Wikimedians, meet Wikidata: Wikimedia Deutschland's new community communications manager for its Wikidata project, KDE board member Lydia Pintscher, has announced an introductory communications road map for the project, with which regular readers of the "Technology report" will be relatively familiar. The project's current focus is on collecting input, creating resources "to explain the project better", setting up infrastructure, and working on a structured input collection system; the heavy development work is expected to begin next month. (Those excited by the potential of the project will be interested to know that the Signpost will be running a special report in April in order to address the topic in more detail.)
ProofreadPage in need of TLC: Localisation team member and prolific blogger Gerard Meijssen used a post on his personal blog to highlight the plight of ProofreadPage, an OCR-based extension that provides the backbone of the Wikisource projects. Like many extensions, it has suffered from the semi-retirement of one of its key maintainers, prompting others to make ad hoc edits to keep it functioning. The good news, Meijssen reported, was that (unlike many other such extensions) a new lead maintainer for ProofreadPage had now emerged from the developer community.
Better mathematics rendering coming soon to a wiki near you: WMF lead software architect Brion Vibber wrote this week about his efforts to implement MathJax, a JavaScript-based system for rendering mathematical notation (JavaScript-only example) that boasts a considerable number of advantages over the existing server-side system, including better zooming of text and better inline display. In his post, Vibber said that he was hopeful that the feature-rich, actively maintained framework would make it into the user preferences selection list "soon", before becoming the default at a later point in time.
Approvals at Bots/Requests for Approvals. Six BRfAs were recently approved:
EnzaiBot, operation of another interwiki.py interwiki bot
Thehelpfulbot's 11th BrFA, to send newsletters or other talk page messages to the User talk: and Talk: when requested to by users or WikiProjects
TPBot, picking up several tasks previously performed by User:X!'s bots (running the exact same code; one of the reasons bot authors are encouraged to publish their source code). It will update the RfX Report, update the RfX Tally, update CratStats for each bureaucrat, and update Adminstats for each admin.
15 BRfAs are open at the time of writing. Community input is encouraged.

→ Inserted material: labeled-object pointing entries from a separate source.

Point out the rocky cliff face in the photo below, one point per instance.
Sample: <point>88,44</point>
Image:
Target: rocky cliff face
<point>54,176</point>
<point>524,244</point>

Landing page project introduced: WMF community liaison for product development Oliver Keyes used a post on the Foundation-l mailing list this week to announce an early-stages project to improve the experience of new users bewildered by the page that resulted from clicking on a red link. While the neatness of the prototype landing page could not be denied, there was earlier skepticism about the scope of the problem, at least on established wikis where article creation tends to be a premeditated rather than impulse action.

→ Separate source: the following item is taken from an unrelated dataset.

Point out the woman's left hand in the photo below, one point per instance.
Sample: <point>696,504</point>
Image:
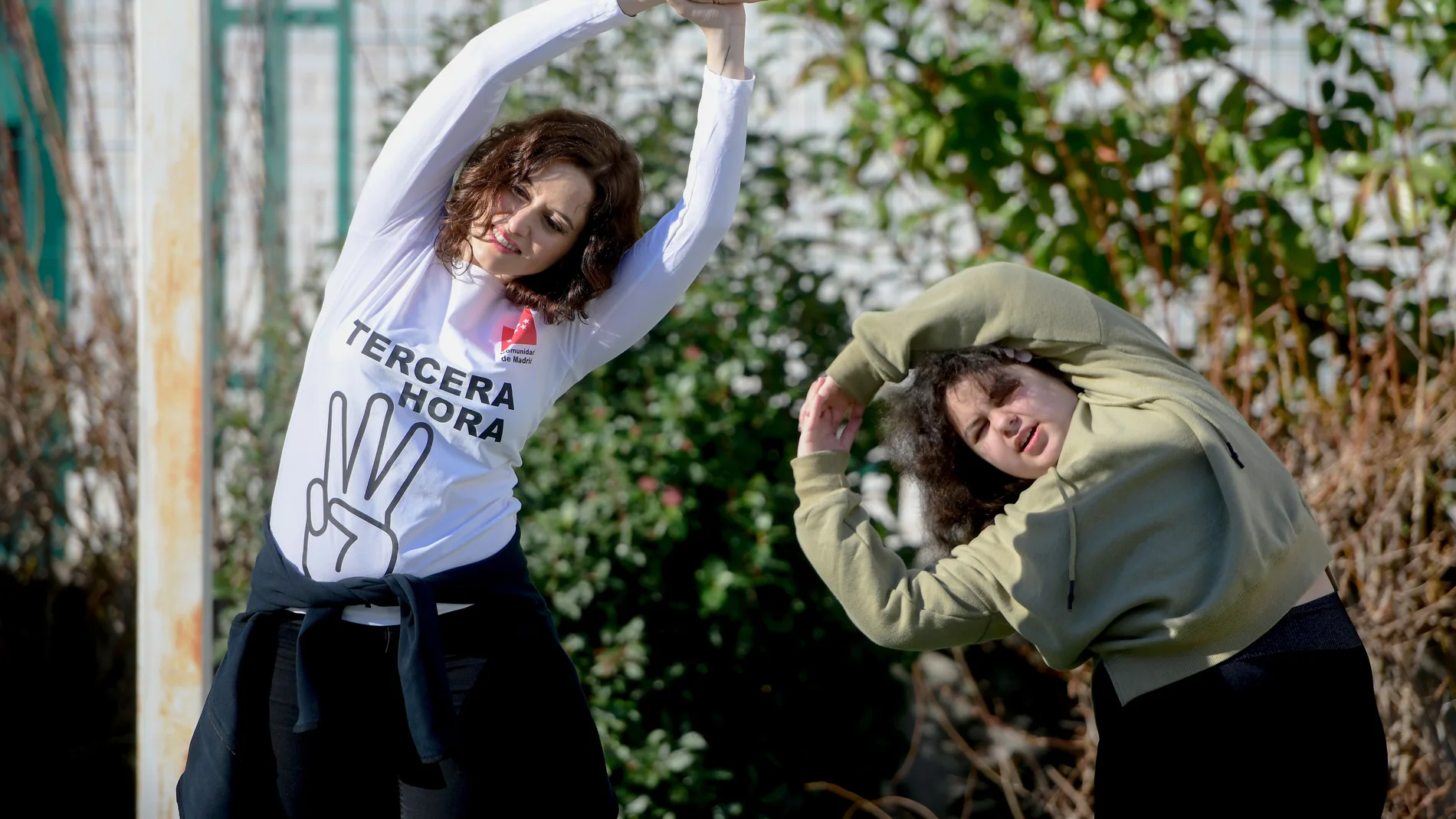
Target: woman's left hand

Differing diff colours remain on agenda: The process to formulate new diff colours for MediaWiki continued this week; the latest version (pictured below) replaces the current system of paragraph-level background colouring (plus sentence-level text colouring) with a heavy border in either blue (for lines added) or yellow (lines removed) at the paragraph level, and soft background colouring at the sentence level. The move is intended to make diffs more accessible, particularly to those with red-green colour blindness.